Deposition transcript:
[PASTE YOUR TRANSCRIPT HERE]
How to use it well
Best run after Contradiction Analyzer — you can feed contradictions back into timeline analysis to verify which version of events holds up.
For multi-witness cases, run this on each transcript separately, then compare outputs side-by-side to spot where witnesses diverge on the same event.
Convert the chronological event sequence to a visual exhibit (slide deck or printed timeline) for jury presentation or settlement discussions.
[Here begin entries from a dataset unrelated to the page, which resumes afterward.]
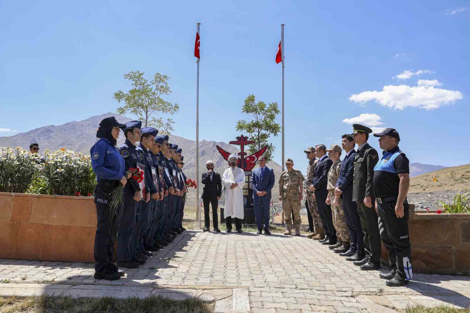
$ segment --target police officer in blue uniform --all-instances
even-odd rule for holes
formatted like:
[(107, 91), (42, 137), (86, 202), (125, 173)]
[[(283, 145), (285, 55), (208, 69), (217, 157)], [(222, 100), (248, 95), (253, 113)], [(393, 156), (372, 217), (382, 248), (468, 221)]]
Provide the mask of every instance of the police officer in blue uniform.
[[(161, 149), (162, 145), (158, 142), (160, 140), (157, 139), (157, 137), (158, 136), (155, 136), (155, 138), (154, 139), (154, 144), (149, 149), (149, 155), (152, 159), (153, 163), (152, 166), (155, 168), (157, 174), (157, 180), (159, 185), (158, 189), (160, 191), (159, 201), (155, 201), (154, 206), (155, 206), (155, 208), (153, 211), (155, 217), (153, 219), (154, 221), (152, 224), (150, 231), (147, 233), (147, 237), (146, 238), (147, 242), (148, 243), (146, 244), (149, 245), (149, 251), (151, 251), (151, 249), (154, 249), (156, 251), (163, 247), (162, 245), (157, 243), (159, 240), (159, 238), (157, 237), (156, 238), (155, 235), (157, 234), (157, 229), (161, 222), (162, 213), (160, 209), (161, 207), (161, 204), (164, 203), (164, 197), (165, 189), (167, 191), (166, 193), (168, 194), (168, 188), (166, 187), (164, 182), (162, 182), (160, 179), (159, 175), (158, 160), (160, 159), (160, 157), (158, 156), (158, 153), (160, 152), (160, 149)], [(163, 141), (162, 140), (162, 142)]]
[[(178, 152), (180, 155), (182, 151), (181, 149), (179, 149)], [(186, 177), (186, 176), (183, 172), (183, 167), (184, 166), (184, 162), (183, 162), (184, 160), (184, 157), (181, 155), (181, 157), (180, 158), (180, 161), (178, 163), (178, 167), (180, 169), (180, 171), (181, 172), (181, 176), (183, 176), (183, 186), (184, 187), (183, 192), (188, 192), (188, 187), (186, 186), (186, 180), (188, 178)], [(184, 205), (185, 203), (186, 202), (183, 202), (181, 204), (181, 211), (180, 212), (180, 216), (178, 218), (178, 223), (176, 225), (177, 227), (181, 229), (181, 231), (184, 231), (186, 230), (186, 229), (183, 227), (183, 216), (184, 215)]]
[(94, 238), (94, 278), (96, 279), (116, 280), (120, 273), (113, 263), (114, 243), (123, 206), (110, 206), (110, 194), (122, 184), (127, 183), (124, 160), (116, 147), (120, 129), (125, 127), (114, 117), (107, 117), (100, 123), (96, 132), (98, 140), (91, 149), (92, 167), (96, 174), (97, 183), (94, 189), (94, 203), (96, 206), (96, 232)]
[(162, 217), (161, 226), (157, 233), (158, 237), (161, 238), (161, 241), (157, 242), (160, 244), (166, 246), (169, 243), (173, 241), (171, 235), (170, 235), (168, 230), (168, 221), (169, 220), (169, 214), (170, 207), (173, 201), (174, 195), (176, 192), (175, 188), (173, 186), (173, 178), (171, 172), (171, 165), (170, 161), (166, 157), (169, 155), (169, 145), (168, 145), (168, 136), (165, 135), (161, 136), (157, 136), (158, 142), (161, 142), (161, 147), (160, 153), (158, 153), (160, 157), (158, 160), (159, 165), (163, 168), (163, 177), (165, 181), (165, 184), (168, 187), (168, 196), (164, 198), (164, 212), (162, 213), (163, 216)]
[(409, 161), (398, 147), (400, 136), (393, 128), (374, 134), (384, 150), (374, 168), (376, 210), (382, 242), (388, 250), (392, 270), (380, 274), (392, 287), (407, 285), (413, 277), (411, 245), (408, 229), (409, 206), (407, 194), (409, 188)]
[[(149, 257), (153, 255), (150, 251), (147, 250), (150, 248), (148, 243), (146, 242), (145, 238), (147, 233), (150, 230), (152, 225), (152, 219), (154, 216), (152, 210), (155, 208), (154, 205), (154, 201), (157, 199), (159, 200), (160, 193), (158, 185), (156, 185), (152, 178), (151, 167), (153, 167), (153, 162), (150, 155), (149, 154), (148, 149), (153, 144), (155, 137), (158, 133), (158, 131), (153, 127), (143, 127), (141, 130), (141, 141), (138, 144), (136, 150), (139, 154), (141, 163), (145, 167), (145, 181), (148, 189), (146, 192), (150, 194), (151, 200), (148, 202), (142, 203), (141, 217), (140, 236), (138, 239), (137, 244), (140, 246), (141, 251), (144, 254)], [(146, 244), (147, 246), (146, 246)], [(152, 249), (155, 251), (155, 249)]]
[[(135, 144), (140, 140), (141, 125), (142, 122), (139, 121), (132, 121), (126, 123), (125, 128), (123, 128), (125, 141), (120, 145), (119, 151), (124, 159), (126, 171), (130, 168), (137, 167), (139, 155)], [(135, 231), (136, 216), (137, 207), (140, 206), (141, 195), (139, 183), (129, 178), (123, 194), (124, 209), (118, 236), (116, 256), (118, 266), (121, 267), (137, 268), (140, 263), (133, 259), (139, 259), (141, 262), (142, 257), (146, 258), (145, 255), (141, 256), (141, 258), (133, 255), (132, 248), (132, 236)]]

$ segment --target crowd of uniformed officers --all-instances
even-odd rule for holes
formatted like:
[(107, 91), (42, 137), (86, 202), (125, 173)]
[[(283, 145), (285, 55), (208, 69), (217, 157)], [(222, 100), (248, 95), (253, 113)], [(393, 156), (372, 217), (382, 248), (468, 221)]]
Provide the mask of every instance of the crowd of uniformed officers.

Use the gap analysis section to identify what additional discovery (subpoenas, follow-up depositions, document requests) the case still needs.
Expected output
A categorized event timeline with page/line citations, certainty ratings per event, gap and inconsistency callouts, and strategic implications for case theory.
What if the deposition references vague timeframes ("around the holidays")?
The prompt's certainty-level field handles exactly this. Each event gets a Definite / Probable / Approximate / Uncertain rating, and ambiguous timeframes go in the Approximate or Relative Timeline categories with notes on what would resolve them.
Can I use this for multi-witness timeline reconciliation?
Yes. Run the prompt separately on each witness deposition, then compare the resulting timelines side-by-side to identify where witnesses agree, diverge, or contradict each other on the same events. Particularly useful for civil cases with multiple fact witnesses.
Does it identify gaps where no testimony covers a time period?
Yes. The Timeline Gaps section explicitly calls out missing time periods, their duration, and why the gap might matter — useful for identifying additional discovery (witnesses, documents) needed to fill in.